The problem is not the buildings but the collections. They are truly wonderful, but the Egyptian Collection seemed to present several problems. Some of this is due to the fact that the Neues contains other collections as well, which are well marked, and some of which are still in study, as they admitted. In the midst of a court largely dominated by Egyptian stone tombs there were two Christian sarcophogai and a chist tomb. The explanation was that these monuments were provided for contrast, and to make a broader statement about how cultures have expressed life after death. Lame - they just didn't be long there.
The Egyptian holdings are stunning:
As a young boy I read a book about the "heretic king" Ahketaten, and was fascinated by him. The collection has a great deal of Amarna, his new capital on the Nile. So I enjoyed that very much. It was delightful to swim in all of the examples of a culture that had been cultivated for so many centuries, and to see its twists and turns as well.
The audio guides were very helpful, but the signage was minimal at best - nothing like the information lavished upon the visitor to the British Museum. The beauty and the history made you want to know more. There are other collections at the Neues, such as a papyrus collection (some of which is accessible to the public through a unique storage system), a small collection of Roman and Greek artifacts (most notable are the findings of Schliemann at Troy - more about this later), along with some medieval materials. There is a prehistory section, some of which is still in study.
There is another message, however, at the Neues, and one squarely confronts it upon opening the front door. The museum's other message is about the building itself, and David Chipperfield's reconstruction of the building. Unlike the Altes Nationalgalerie, where one has to search for evidence of the war (it's in a side gallery on the second floor), here the evidence is everywhere. The main staircase was not restored, nor were many of the rooms. Bits of plaster and decoration survive in small and in larger instances, but one is certain that the building underwent serious damage. One wonders to whom the message is directed. Is it a constant reminder to the German people about consequences, or is a message to the Allies? Perhaps it is both.
There is another quite poignant message, as well, and there is no mistaking the recipient. Several notations were made about articles that were taken by the Red Army, most especially the "Trojan gold" which was specifically targeted by the Red Army, and is now in display in the Pushkin Museum. I've seen similar notices in my travels (in Prague about the armies of Gustavus Adolphus, in London in defense of the Elgin Marbles, and others). This wouldn't be the last experience that we would have here in this regard.
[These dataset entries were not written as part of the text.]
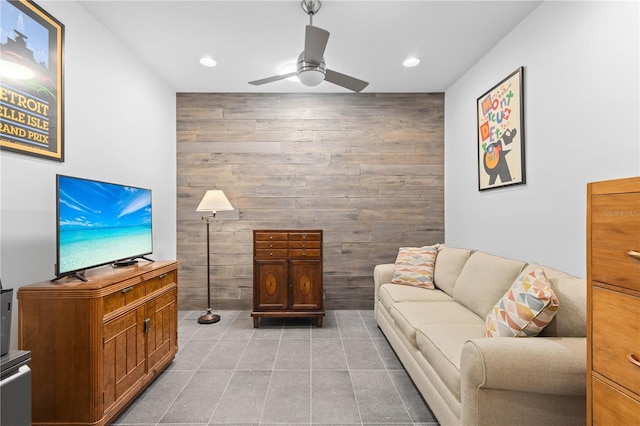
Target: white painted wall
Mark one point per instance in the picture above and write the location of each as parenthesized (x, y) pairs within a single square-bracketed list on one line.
[(581, 93), (120, 126)]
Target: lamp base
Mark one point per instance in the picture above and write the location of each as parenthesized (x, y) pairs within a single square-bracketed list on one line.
[(208, 318)]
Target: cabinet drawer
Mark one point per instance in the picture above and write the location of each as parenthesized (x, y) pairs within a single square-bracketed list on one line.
[(271, 244), (616, 336), (615, 231), (268, 253), (118, 299), (304, 244), (611, 407), (304, 236), (156, 283), (304, 252), (271, 236)]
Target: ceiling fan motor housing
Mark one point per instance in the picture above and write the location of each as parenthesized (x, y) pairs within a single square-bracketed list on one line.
[(310, 73)]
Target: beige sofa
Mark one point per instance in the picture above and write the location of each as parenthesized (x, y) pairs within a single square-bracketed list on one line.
[(469, 379)]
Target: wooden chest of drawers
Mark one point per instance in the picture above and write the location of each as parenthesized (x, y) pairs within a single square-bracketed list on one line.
[(287, 274), (96, 345), (613, 298)]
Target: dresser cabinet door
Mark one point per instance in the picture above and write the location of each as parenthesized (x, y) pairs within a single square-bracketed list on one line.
[(612, 407), (123, 354), (161, 332), (270, 290), (306, 284)]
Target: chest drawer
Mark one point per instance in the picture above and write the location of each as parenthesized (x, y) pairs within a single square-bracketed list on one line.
[(612, 407), (269, 253), (304, 236), (616, 336), (304, 244), (121, 298), (270, 236), (615, 236), (272, 244), (164, 279), (304, 252)]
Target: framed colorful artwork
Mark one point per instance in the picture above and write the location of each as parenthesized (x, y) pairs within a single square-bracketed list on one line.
[(500, 113), (31, 83)]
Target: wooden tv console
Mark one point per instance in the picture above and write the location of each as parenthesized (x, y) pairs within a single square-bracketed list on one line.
[(96, 345)]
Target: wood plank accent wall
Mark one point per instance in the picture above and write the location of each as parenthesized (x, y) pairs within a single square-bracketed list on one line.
[(368, 169)]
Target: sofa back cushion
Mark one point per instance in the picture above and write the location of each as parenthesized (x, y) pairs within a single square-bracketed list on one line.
[(449, 263), (571, 317), (483, 281)]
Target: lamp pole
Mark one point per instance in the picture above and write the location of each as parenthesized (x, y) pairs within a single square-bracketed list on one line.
[(209, 317)]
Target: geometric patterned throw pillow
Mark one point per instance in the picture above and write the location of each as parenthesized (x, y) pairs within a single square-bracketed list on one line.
[(525, 309), (414, 266)]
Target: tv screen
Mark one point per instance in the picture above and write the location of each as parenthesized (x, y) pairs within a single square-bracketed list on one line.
[(100, 223)]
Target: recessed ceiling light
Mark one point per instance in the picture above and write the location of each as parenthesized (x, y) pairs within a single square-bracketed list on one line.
[(411, 62), (208, 61)]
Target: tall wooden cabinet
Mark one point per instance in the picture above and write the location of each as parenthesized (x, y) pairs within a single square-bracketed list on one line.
[(613, 299), (96, 345), (287, 274)]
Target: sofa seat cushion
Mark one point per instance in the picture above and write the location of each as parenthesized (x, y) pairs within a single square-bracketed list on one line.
[(449, 263), (393, 293), (410, 316), (442, 344), (484, 280)]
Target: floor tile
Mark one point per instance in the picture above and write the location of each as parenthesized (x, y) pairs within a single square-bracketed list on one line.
[(373, 408), (362, 355), (294, 354), (288, 372), (332, 398), (289, 398), (225, 354), (328, 354), (198, 399), (260, 354), (244, 398)]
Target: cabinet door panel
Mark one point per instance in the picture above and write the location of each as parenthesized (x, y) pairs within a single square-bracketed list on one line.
[(615, 336), (162, 312), (612, 407), (270, 285), (124, 354), (615, 231), (306, 284)]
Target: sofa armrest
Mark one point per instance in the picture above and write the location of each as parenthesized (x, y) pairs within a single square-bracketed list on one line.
[(382, 274), (528, 378), (550, 365)]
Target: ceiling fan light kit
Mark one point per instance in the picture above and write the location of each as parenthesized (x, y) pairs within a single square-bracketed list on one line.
[(311, 67)]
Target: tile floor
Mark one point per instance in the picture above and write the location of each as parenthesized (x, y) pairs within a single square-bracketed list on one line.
[(286, 372)]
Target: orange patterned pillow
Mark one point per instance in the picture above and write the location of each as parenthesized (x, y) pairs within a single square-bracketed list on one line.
[(414, 266), (525, 309)]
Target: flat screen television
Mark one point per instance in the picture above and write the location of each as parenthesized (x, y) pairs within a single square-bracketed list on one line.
[(100, 223)]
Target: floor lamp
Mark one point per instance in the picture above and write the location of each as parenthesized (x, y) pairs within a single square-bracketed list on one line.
[(213, 201)]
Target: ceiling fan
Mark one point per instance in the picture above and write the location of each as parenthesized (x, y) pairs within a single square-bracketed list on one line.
[(311, 68)]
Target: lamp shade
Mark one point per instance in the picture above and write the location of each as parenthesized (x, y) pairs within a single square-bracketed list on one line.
[(214, 201)]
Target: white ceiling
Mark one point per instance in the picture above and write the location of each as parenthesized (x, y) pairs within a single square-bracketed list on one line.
[(251, 40)]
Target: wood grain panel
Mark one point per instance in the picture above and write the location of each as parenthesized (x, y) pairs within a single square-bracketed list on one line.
[(368, 169)]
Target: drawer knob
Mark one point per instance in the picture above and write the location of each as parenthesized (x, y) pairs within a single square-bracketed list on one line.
[(634, 254)]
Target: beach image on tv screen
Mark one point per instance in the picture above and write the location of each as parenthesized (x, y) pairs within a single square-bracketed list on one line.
[(101, 222)]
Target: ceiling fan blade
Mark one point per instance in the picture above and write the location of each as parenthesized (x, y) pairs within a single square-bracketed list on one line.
[(272, 79), (345, 81), (315, 41)]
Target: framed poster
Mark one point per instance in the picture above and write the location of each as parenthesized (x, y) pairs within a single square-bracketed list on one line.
[(31, 80), (500, 113)]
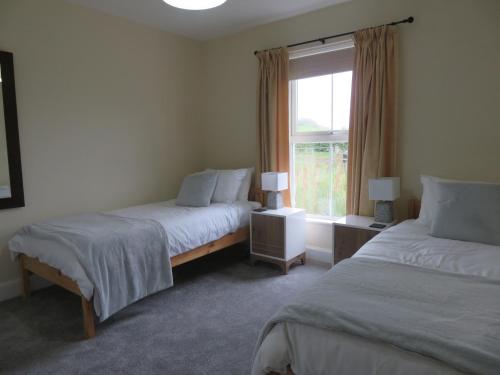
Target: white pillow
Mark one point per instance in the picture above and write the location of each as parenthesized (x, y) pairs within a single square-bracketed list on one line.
[(197, 189), (429, 200), (228, 185)]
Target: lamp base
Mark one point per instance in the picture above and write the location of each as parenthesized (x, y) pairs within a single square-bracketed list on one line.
[(384, 212), (274, 200)]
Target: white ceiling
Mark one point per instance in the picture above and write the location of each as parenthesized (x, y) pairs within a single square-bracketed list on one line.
[(233, 16)]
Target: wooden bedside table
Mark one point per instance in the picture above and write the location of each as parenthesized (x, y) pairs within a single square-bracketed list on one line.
[(350, 233), (278, 236)]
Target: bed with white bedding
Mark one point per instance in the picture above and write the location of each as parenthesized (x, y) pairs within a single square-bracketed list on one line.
[(463, 340), (98, 251)]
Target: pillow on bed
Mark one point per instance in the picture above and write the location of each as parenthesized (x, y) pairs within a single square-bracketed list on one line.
[(229, 184), (429, 200), (428, 205), (197, 189), (468, 211)]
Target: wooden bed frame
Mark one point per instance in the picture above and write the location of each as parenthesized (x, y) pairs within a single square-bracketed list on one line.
[(31, 266)]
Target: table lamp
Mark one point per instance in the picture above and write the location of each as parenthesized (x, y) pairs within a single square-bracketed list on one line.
[(274, 183), (385, 191)]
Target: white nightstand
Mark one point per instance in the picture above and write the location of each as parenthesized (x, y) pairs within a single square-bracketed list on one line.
[(278, 236), (350, 233)]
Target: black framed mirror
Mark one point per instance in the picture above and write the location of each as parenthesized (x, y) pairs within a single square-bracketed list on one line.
[(11, 176)]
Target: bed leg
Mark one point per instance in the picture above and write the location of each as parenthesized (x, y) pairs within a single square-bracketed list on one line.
[(25, 279), (88, 319)]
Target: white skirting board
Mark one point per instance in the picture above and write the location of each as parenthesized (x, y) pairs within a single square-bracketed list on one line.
[(12, 288)]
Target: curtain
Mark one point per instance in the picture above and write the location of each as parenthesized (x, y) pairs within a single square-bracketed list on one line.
[(373, 122), (274, 154)]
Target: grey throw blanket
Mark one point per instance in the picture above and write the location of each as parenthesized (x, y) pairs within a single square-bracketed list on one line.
[(450, 317), (126, 259)]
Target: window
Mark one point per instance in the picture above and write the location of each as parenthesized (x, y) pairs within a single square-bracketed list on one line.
[(319, 132)]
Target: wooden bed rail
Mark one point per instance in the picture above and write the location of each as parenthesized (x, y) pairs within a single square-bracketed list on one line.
[(29, 266)]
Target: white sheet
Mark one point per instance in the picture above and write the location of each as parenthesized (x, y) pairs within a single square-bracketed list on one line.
[(410, 243), (315, 351), (186, 228)]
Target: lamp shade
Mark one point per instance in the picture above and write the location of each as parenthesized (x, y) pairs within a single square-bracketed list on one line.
[(274, 181), (384, 189)]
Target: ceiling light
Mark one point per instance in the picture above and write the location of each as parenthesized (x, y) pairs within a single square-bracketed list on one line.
[(195, 4)]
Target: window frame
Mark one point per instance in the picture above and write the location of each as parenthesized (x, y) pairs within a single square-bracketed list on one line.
[(331, 137)]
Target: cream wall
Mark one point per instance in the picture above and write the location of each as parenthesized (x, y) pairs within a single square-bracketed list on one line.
[(450, 84), (105, 112)]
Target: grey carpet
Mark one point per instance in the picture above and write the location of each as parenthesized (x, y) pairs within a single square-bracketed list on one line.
[(207, 323)]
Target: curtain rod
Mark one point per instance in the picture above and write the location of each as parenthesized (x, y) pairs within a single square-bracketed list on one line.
[(324, 39)]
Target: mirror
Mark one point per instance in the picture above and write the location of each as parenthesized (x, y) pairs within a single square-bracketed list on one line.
[(11, 184), (4, 161)]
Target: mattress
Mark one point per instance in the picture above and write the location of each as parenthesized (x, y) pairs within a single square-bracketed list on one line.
[(317, 351), (186, 228)]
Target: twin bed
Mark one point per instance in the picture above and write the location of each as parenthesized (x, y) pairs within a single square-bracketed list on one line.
[(406, 303)]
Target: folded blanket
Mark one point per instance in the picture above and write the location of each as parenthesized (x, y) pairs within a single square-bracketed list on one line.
[(450, 317), (126, 259)]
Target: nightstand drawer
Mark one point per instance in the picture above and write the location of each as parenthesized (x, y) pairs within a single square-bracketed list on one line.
[(269, 250), (278, 236), (268, 231), (347, 241)]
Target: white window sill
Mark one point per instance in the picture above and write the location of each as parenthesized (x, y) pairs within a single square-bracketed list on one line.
[(326, 220)]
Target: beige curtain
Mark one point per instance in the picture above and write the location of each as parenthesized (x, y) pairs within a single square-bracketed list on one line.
[(373, 124), (274, 151)]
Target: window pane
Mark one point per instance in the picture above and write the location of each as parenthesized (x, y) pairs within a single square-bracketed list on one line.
[(314, 104), (320, 174), (341, 100)]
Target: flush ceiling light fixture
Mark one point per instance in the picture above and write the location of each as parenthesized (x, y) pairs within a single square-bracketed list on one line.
[(195, 4)]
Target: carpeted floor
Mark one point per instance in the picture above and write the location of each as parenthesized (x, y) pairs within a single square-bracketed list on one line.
[(207, 323)]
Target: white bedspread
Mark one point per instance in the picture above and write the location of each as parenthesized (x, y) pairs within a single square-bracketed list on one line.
[(318, 351), (185, 227)]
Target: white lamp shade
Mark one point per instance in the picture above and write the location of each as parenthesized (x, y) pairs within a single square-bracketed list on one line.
[(384, 189), (274, 181)]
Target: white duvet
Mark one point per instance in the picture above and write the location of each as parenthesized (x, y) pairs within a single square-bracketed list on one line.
[(186, 228), (318, 352)]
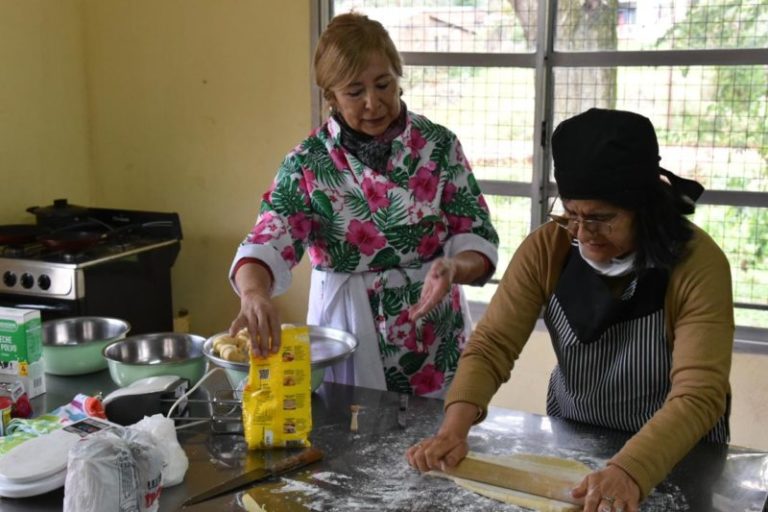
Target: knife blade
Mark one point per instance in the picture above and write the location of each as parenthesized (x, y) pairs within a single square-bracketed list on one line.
[(303, 458), (402, 411)]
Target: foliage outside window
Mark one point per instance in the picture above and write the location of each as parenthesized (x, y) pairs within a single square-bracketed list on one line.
[(502, 73)]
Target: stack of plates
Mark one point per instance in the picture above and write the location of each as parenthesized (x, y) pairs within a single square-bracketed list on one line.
[(24, 472)]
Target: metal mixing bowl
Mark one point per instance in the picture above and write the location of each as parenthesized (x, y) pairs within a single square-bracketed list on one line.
[(148, 355), (73, 346), (328, 346)]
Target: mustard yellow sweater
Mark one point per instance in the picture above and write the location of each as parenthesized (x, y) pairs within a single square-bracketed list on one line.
[(700, 326)]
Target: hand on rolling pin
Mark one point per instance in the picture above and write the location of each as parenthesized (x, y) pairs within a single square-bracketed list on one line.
[(257, 311), (610, 489), (449, 446)]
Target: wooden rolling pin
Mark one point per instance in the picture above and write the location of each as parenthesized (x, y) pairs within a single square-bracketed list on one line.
[(525, 476)]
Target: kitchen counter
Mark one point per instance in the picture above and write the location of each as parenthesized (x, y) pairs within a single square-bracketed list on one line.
[(367, 470)]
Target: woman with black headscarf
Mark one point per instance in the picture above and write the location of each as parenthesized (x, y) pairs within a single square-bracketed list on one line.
[(637, 301)]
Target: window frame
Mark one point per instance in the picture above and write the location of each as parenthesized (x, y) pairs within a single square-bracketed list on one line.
[(541, 191)]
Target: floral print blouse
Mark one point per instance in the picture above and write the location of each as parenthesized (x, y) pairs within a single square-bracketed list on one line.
[(351, 218)]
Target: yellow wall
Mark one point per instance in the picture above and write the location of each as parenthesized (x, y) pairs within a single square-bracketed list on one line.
[(43, 121), (175, 105)]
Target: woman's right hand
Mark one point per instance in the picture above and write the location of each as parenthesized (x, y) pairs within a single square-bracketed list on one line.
[(259, 314), (257, 311), (445, 449), (449, 446)]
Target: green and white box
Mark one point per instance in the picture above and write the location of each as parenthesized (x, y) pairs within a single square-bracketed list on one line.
[(21, 349)]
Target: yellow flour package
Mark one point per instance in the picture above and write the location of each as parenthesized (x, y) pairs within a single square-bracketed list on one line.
[(277, 398)]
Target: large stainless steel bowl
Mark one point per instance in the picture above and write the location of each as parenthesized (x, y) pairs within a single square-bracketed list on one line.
[(148, 355), (73, 346), (328, 346)]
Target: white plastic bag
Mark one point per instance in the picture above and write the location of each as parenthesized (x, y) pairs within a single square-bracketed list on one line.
[(175, 461), (117, 470)]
We are tired after all of that. It is more than the mind can take in. We go to the S Bahn and take our usual ride to Tiergarten. The little restaurant under the tracks, Tiergarten Quelle, looks like a dive, but our hotel hostess recommends it to us. Once inside we notice that it is very busy, and their are no tables. A fellow guest at the hotel notices and motions that we should join them, which we do. They are involved in a family dinner, so there is no cross talk, but how nice.